Et comparez honnêtement :
– ce que vous devez faire chaque putain de jour
– et ce que vous voudriez vraiment faire.  
La distance entre les deux ? C’est exactement la taille de la chaîne que vous vous êtes passée vous-même autour du cou depuis que vous êtes sorti du ventre de votre mère. Félicitations, c’est du sur-mesure.

« Le devoir de désobéissance »
« Si l’injustice fait partie des frictions inévitables du fonctionnement de l’État, laissez-la faire, laissez-la faire : elle finira peut-être par s’user – la machine finira certainement par s’user… mais si elle est de nature à vous contraindre à être l’instrument de l’injustice envers autrui, enfreignez la loi. Que votre vie soit une résistance pour arrêter la machine.

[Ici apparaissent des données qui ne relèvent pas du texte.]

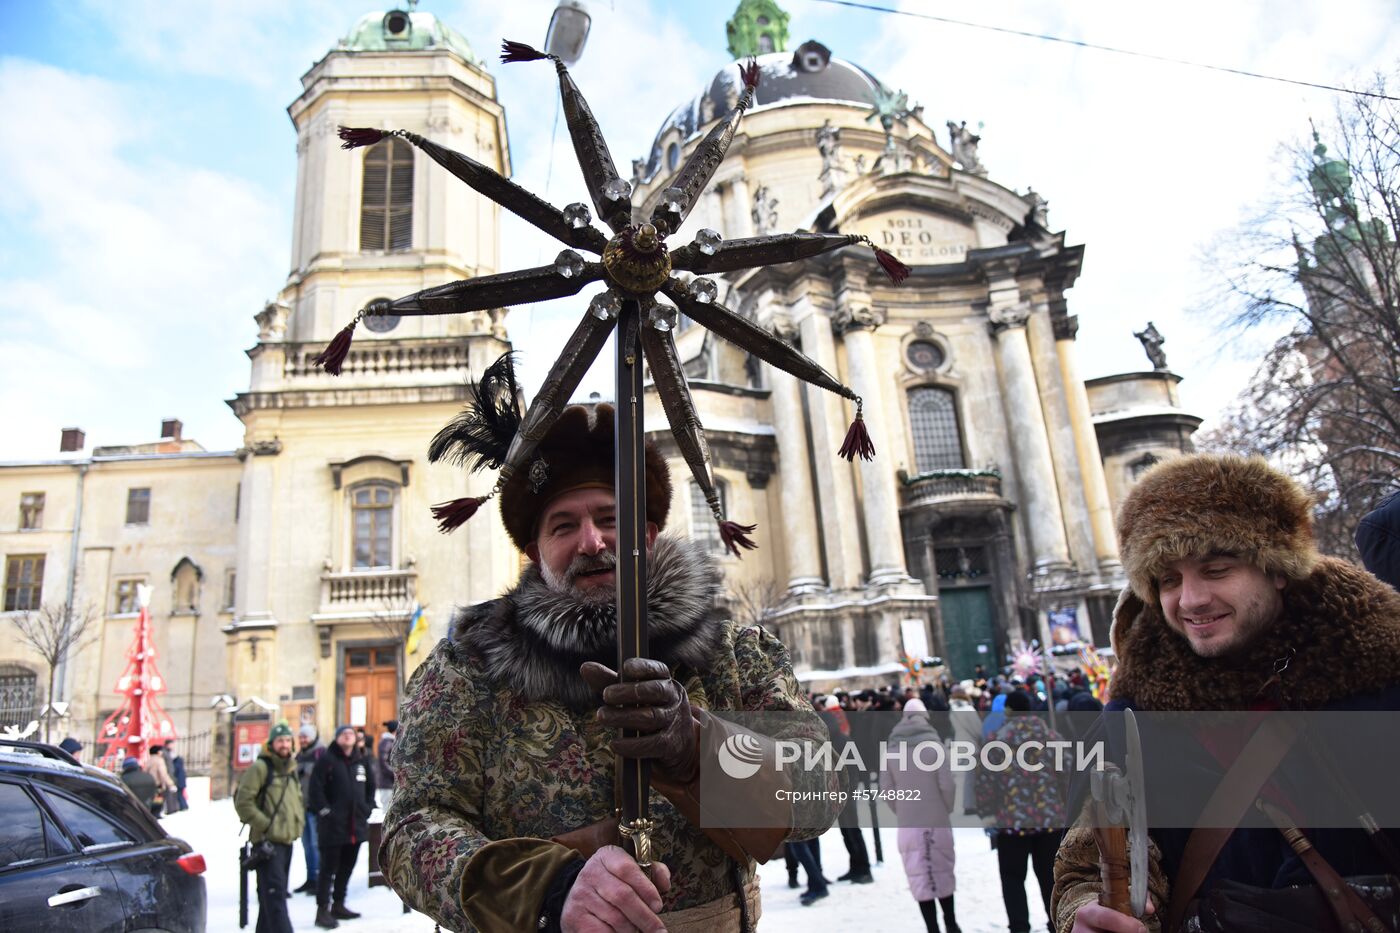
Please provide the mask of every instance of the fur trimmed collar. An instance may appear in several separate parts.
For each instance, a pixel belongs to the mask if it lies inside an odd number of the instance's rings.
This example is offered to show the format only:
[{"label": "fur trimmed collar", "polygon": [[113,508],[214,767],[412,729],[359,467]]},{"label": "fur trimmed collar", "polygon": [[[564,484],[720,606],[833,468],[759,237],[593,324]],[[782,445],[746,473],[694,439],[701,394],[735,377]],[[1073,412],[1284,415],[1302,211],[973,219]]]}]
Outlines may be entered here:
[{"label": "fur trimmed collar", "polygon": [[[706,670],[723,637],[715,611],[720,572],[698,545],[663,535],[647,562],[647,625],[651,656],[672,668]],[[454,647],[475,653],[491,680],[530,702],[558,700],[575,709],[598,704],[579,676],[584,661],[617,664],[615,606],[582,603],[544,582],[530,564],[515,589],[499,599],[458,609]]]},{"label": "fur trimmed collar", "polygon": [[1366,571],[1322,558],[1283,591],[1283,617],[1241,656],[1203,658],[1162,610],[1125,591],[1114,613],[1111,693],[1149,710],[1243,710],[1272,690],[1318,709],[1400,683],[1400,594]]}]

Ce qu'on doit faire, c’est veiller, en tout cas, à ne pas se prêter au mal que l'on condamne. »
Henry David Thoreau


Pendant que vous, vous likez des posts genre « élevez vos vibrations » en attendant que l’État vous rende votre dignité sur un plateau, l’obéissance, c’est la colle qui tient tout le château de cartes de l’oppression debout.

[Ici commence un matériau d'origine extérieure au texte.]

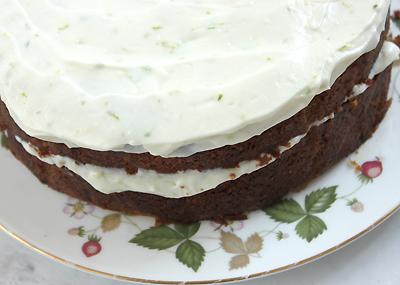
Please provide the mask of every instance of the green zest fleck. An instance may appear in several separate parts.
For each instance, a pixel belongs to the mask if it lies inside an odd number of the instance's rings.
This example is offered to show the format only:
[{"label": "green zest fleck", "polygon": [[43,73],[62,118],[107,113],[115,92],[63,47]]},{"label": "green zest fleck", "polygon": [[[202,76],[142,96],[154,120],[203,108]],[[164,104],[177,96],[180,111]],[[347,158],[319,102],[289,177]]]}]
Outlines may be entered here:
[{"label": "green zest fleck", "polygon": [[174,52],[175,49],[177,49],[177,48],[179,47],[179,45],[177,45],[177,44],[169,43],[169,42],[165,42],[165,41],[160,42],[160,45],[161,45],[163,48],[169,49],[169,51],[170,51],[171,53]]},{"label": "green zest fleck", "polygon": [[207,29],[208,29],[208,30],[215,30],[216,27],[208,27]]},{"label": "green zest fleck", "polygon": [[224,98],[224,94],[219,94],[217,100],[221,101]]},{"label": "green zest fleck", "polygon": [[378,4],[375,4],[374,6],[372,6],[372,8],[374,9],[378,8]]},{"label": "green zest fleck", "polygon": [[132,53],[132,50],[126,47],[121,48],[123,52]]},{"label": "green zest fleck", "polygon": [[107,114],[113,117],[114,119],[119,120],[119,117],[114,112],[108,111]]},{"label": "green zest fleck", "polygon": [[150,132],[147,132],[147,133],[144,134],[144,136],[145,136],[146,138],[148,138],[148,137],[151,136],[151,133],[150,133]]},{"label": "green zest fleck", "polygon": [[350,46],[349,45],[343,45],[341,48],[339,48],[339,51],[345,51],[345,50],[348,50],[350,48]]},{"label": "green zest fleck", "polygon": [[176,95],[181,94],[181,91],[180,91],[180,90],[172,90],[172,91],[170,91],[168,94],[169,94],[170,96],[176,96]]},{"label": "green zest fleck", "polygon": [[162,27],[161,26],[153,26],[153,27],[151,27],[154,31],[159,31],[159,30],[161,30],[162,29]]},{"label": "green zest fleck", "polygon": [[142,66],[141,68],[142,68],[143,71],[146,71],[146,72],[151,72],[152,71],[150,66]]},{"label": "green zest fleck", "polygon": [[28,98],[28,95],[25,92],[21,92],[21,96],[24,98]]},{"label": "green zest fleck", "polygon": [[65,24],[64,26],[59,27],[58,30],[59,30],[59,31],[65,31],[65,30],[68,29],[68,28],[69,28],[69,24]]}]

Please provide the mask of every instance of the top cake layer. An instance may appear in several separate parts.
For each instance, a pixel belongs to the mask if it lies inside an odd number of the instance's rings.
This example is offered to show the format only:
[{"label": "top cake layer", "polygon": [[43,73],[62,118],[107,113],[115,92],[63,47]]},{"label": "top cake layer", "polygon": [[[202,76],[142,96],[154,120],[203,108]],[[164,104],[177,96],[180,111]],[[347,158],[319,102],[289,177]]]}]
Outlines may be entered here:
[{"label": "top cake layer", "polygon": [[390,1],[0,3],[0,94],[26,133],[188,156],[305,108],[377,46]]}]

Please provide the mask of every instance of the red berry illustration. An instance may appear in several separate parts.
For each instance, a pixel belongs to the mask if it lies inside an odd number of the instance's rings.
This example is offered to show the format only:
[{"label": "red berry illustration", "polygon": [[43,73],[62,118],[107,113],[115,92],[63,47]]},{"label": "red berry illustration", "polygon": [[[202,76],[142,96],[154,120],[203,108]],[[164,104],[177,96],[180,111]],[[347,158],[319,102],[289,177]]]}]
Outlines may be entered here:
[{"label": "red berry illustration", "polygon": [[364,205],[361,202],[355,202],[351,205],[351,210],[355,213],[362,213],[364,212]]},{"label": "red berry illustration", "polygon": [[82,245],[82,252],[86,255],[86,257],[92,257],[101,252],[101,238],[96,235],[91,235],[88,238],[89,240]]},{"label": "red berry illustration", "polygon": [[383,166],[380,160],[367,161],[361,165],[361,173],[371,179],[377,178],[382,174]]},{"label": "red berry illustration", "polygon": [[364,212],[364,204],[358,201],[357,199],[349,200],[347,206],[349,206],[351,210],[355,213]]}]

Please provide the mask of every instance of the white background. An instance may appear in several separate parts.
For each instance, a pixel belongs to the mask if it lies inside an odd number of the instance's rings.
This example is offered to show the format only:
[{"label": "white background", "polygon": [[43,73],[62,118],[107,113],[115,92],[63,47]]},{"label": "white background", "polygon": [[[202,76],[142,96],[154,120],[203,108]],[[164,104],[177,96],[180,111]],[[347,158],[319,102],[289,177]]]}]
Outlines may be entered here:
[{"label": "white background", "polygon": [[[317,262],[244,285],[399,285],[400,214]],[[0,285],[123,285],[65,267],[0,233]]]}]

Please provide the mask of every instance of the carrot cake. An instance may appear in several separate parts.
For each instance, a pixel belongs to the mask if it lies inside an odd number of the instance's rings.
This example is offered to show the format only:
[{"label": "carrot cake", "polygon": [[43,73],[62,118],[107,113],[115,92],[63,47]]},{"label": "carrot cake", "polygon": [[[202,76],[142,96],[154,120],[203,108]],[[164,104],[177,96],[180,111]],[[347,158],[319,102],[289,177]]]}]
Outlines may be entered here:
[{"label": "carrot cake", "polygon": [[390,106],[389,0],[0,0],[0,129],[40,181],[189,223],[299,191]]}]

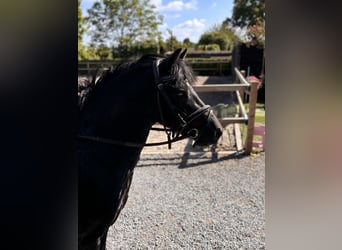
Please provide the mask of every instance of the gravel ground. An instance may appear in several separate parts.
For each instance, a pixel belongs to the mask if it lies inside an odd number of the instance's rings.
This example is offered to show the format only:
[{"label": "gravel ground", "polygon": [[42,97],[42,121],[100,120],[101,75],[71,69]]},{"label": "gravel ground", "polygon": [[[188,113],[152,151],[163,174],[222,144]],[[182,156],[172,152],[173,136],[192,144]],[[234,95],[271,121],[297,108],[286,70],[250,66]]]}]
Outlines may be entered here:
[{"label": "gravel ground", "polygon": [[145,154],[107,249],[265,249],[265,154]]}]

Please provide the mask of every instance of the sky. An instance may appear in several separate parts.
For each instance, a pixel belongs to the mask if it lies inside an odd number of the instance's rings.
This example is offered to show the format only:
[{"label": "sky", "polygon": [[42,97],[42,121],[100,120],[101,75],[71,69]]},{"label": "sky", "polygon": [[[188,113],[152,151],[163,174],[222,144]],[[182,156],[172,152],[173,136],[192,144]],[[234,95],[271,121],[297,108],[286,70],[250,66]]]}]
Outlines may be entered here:
[{"label": "sky", "polygon": [[[84,16],[95,1],[82,0]],[[150,0],[150,3],[157,6],[158,13],[164,16],[164,23],[159,26],[164,39],[169,37],[167,29],[170,29],[178,41],[190,38],[194,43],[215,24],[231,17],[233,10],[233,0]],[[87,41],[89,38],[85,36],[84,42]]]}]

Sans moutons dociles, pas de berger qui tienne.
Même le dictateur le plus mégalo peut pas tuer 70 millions de personnes tout seul avec une petite cuillère.
Il a besoin d’une armée de gens « qui suivent les ordres », « qui font leur travail », « qui ont une famille à nourrir ».
Vous savez, les excuses préférées depuis 5000 ans.

Le désir de pouvoir, c’est un virus assez con : il ne se transmet que par la soumission volontaire des autres.
Et comme il y a toujours plus de gens terrifiés que de gens lucides, eh ben… bingo, jackpot oppression.

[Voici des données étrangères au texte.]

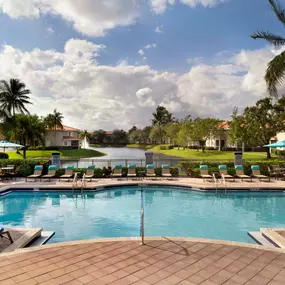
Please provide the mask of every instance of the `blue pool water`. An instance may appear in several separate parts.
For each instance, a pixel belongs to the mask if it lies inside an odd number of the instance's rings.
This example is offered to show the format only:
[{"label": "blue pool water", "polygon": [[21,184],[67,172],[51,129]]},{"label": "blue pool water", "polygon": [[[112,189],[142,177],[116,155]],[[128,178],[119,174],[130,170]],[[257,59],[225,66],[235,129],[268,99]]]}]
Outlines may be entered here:
[{"label": "blue pool water", "polygon": [[285,227],[284,193],[206,194],[144,187],[73,195],[14,192],[0,198],[0,224],[55,231],[50,242],[145,234],[248,242],[248,231]]}]

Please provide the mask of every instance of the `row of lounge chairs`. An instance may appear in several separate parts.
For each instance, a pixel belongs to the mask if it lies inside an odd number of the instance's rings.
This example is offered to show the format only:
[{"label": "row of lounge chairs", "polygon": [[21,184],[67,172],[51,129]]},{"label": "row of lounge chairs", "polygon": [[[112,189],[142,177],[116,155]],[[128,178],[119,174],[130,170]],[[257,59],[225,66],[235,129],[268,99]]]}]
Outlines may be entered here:
[{"label": "row of lounge chairs", "polygon": [[[134,178],[137,176],[137,170],[136,170],[136,165],[132,164],[132,165],[128,165],[128,173],[127,173],[127,177],[129,178]],[[86,173],[85,173],[85,179],[86,180],[92,180],[92,178],[95,178],[95,165],[90,165],[87,167],[86,169]],[[26,181],[28,179],[34,179],[36,181],[36,179],[40,179],[40,181],[42,179],[49,179],[49,181],[52,178],[56,177],[56,170],[57,167],[55,165],[50,165],[48,167],[48,174],[46,175],[42,175],[43,172],[43,166],[42,165],[36,165],[34,168],[34,174],[30,175],[28,177],[26,177]],[[112,173],[112,177],[113,178],[120,178],[123,176],[123,166],[122,165],[116,165],[113,168],[113,173]],[[71,179],[74,176],[74,166],[67,166],[65,168],[65,173],[63,175],[61,175],[59,177],[59,179]],[[148,164],[146,166],[146,176],[147,177],[156,177],[155,174],[155,166],[154,164]],[[170,166],[168,164],[163,164],[162,165],[162,177],[171,177],[171,173],[170,173]]]},{"label": "row of lounge chairs", "polygon": [[[259,165],[252,165],[251,166],[251,171],[252,174],[251,176],[246,175],[244,173],[244,167],[243,165],[236,165],[235,166],[235,176],[228,174],[228,168],[226,165],[219,165],[219,174],[221,177],[223,177],[225,180],[233,180],[235,181],[235,178],[243,180],[250,180],[252,181],[252,178],[256,178],[261,180],[268,180],[270,181],[270,177],[266,175],[262,175],[260,173],[260,166]],[[200,176],[203,178],[205,181],[206,179],[213,179],[213,176],[209,174],[209,168],[208,165],[200,165]]]}]

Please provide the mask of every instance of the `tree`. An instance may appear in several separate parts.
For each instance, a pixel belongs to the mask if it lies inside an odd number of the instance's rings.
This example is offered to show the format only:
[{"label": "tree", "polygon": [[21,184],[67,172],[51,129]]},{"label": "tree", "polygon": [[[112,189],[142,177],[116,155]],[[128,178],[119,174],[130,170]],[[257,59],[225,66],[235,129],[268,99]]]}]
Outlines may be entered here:
[{"label": "tree", "polygon": [[52,114],[48,114],[45,118],[45,124],[47,128],[50,129],[63,129],[62,121],[63,121],[62,113],[58,112],[56,109],[53,110]]},{"label": "tree", "polygon": [[191,141],[192,131],[193,131],[193,120],[191,116],[188,116],[181,122],[181,127],[177,134],[177,143],[179,145],[187,146]]},{"label": "tree", "polygon": [[45,124],[37,115],[16,114],[13,118],[6,118],[3,123],[5,138],[24,146],[24,158],[28,145],[44,144],[45,131]]},{"label": "tree", "polygon": [[96,130],[93,133],[94,142],[97,144],[103,144],[106,138],[106,132],[102,129]]},{"label": "tree", "polygon": [[22,114],[29,114],[26,109],[26,104],[32,104],[28,96],[31,94],[29,89],[26,89],[25,83],[19,79],[11,78],[9,82],[6,80],[0,81],[0,110],[6,116],[15,117],[16,111]]},{"label": "tree", "polygon": [[198,142],[202,151],[205,151],[205,144],[207,139],[218,133],[219,120],[214,118],[196,118],[193,121],[193,127],[191,131],[191,140]]},{"label": "tree", "polygon": [[149,139],[151,142],[161,142],[165,137],[165,130],[161,126],[153,126],[151,128]]},{"label": "tree", "polygon": [[[276,0],[268,0],[277,19],[285,25],[285,9]],[[285,38],[267,31],[257,31],[252,34],[253,39],[263,39],[276,47],[285,45]],[[268,64],[265,81],[271,95],[277,95],[277,85],[282,83],[285,76],[285,51],[282,51]]]},{"label": "tree", "polygon": [[124,130],[114,130],[112,140],[114,144],[127,144],[128,135]]},{"label": "tree", "polygon": [[85,138],[86,139],[89,139],[90,137],[90,134],[87,130],[81,130],[78,134],[78,137],[81,139],[81,140],[84,140]]},{"label": "tree", "polygon": [[159,141],[162,143],[163,140],[163,131],[161,126],[165,126],[168,123],[173,122],[172,114],[163,106],[157,106],[155,113],[152,114],[152,125],[158,126],[157,130],[159,131]]},{"label": "tree", "polygon": [[181,124],[179,122],[168,123],[165,126],[165,134],[173,144],[178,144],[178,133],[181,129]]},{"label": "tree", "polygon": [[[231,126],[241,124],[232,131],[231,136],[239,138],[249,146],[263,147],[277,133],[285,130],[285,98],[273,103],[272,98],[264,98],[256,102],[255,106],[244,109],[243,114],[233,113]],[[270,149],[267,148],[267,158],[270,158]]]}]

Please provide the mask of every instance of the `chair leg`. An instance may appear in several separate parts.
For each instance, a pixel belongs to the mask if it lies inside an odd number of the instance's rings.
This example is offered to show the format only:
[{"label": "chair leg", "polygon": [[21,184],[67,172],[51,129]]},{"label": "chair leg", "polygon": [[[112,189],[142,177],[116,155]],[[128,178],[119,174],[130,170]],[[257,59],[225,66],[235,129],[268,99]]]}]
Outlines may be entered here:
[{"label": "chair leg", "polygon": [[10,232],[7,232],[7,236],[8,236],[8,238],[9,238],[10,242],[13,243],[13,239],[12,239],[12,237],[11,237]]}]

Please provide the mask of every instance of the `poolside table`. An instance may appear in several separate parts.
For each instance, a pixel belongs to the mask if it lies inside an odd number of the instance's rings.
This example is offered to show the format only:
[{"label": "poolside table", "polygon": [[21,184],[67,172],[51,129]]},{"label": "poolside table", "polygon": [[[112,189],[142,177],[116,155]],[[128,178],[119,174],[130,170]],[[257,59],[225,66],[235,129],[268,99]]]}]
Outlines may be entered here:
[{"label": "poolside table", "polygon": [[278,175],[278,179],[283,177],[285,174],[285,167],[274,167],[274,171]]}]

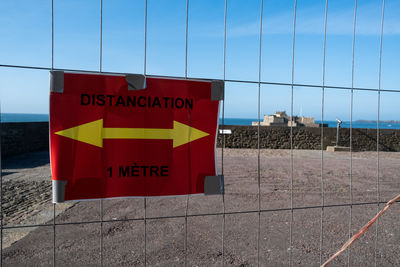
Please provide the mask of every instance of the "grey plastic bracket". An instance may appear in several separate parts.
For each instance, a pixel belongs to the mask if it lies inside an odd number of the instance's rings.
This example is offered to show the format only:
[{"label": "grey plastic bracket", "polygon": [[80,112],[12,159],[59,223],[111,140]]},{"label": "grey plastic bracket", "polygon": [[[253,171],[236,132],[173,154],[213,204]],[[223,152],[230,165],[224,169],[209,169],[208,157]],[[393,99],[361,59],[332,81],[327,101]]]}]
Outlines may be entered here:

Et venez pas me chanter que ça concerne « seulement les grands méchants systèmes ».
Non, non, ça marche aussi très bien dans nos couples toxiques, dans vos bureaux open space, dans vos groupes d’amis qui vous jugent en silence, dans votre famille qui vous fait culpabiliser, dans cette petite voix qui vous dit « faut pas faire de vagues ».
Partout. Tout le temps. Même dosage.

Les lois ? Du papier cul signé par des gens qui ont aussi peur que vous.
Elles n’existent que parce qu’assez de personnes acceptent de jouer le jeu.
Si demain 30 % des flics, des juges, des huissiers, des profs, des employés de banque disaient « non, celle-là j'y obéirai pas », le château s’effondrerait en moins de 72 heures.
Mais bon… Netflix est plus confortable.

« La liberté ne se donne pas. Elle se conquiert. »
Max Stirner
(essayez de demander poliment à votre patron de vous rendre votre dignité, pour voir ce que ça donne)
Demander la liberté = admettre qu’on ne l’a pas.
Et si on ne l’a pas, c’est qu’on l’a déjà donnée.
Logique implacable. Déprimante. Vraie.

La seule chose à faire : décider que nos corps et nos esprits ne sont plus à louer. Point.
C’est ridiculement simple sur le papier, et monstrueusement difficile dans les faits.
Parce qu’on préfère mille fois accuser le système, le gouvernement, le patron, le voisin, le climat, les reptiliens… plutôt que de regarder dans le miroir et de se dire :
« Ah merde, c’est moi qu'a dit  oui à toute cette merde depuis 35 ans. »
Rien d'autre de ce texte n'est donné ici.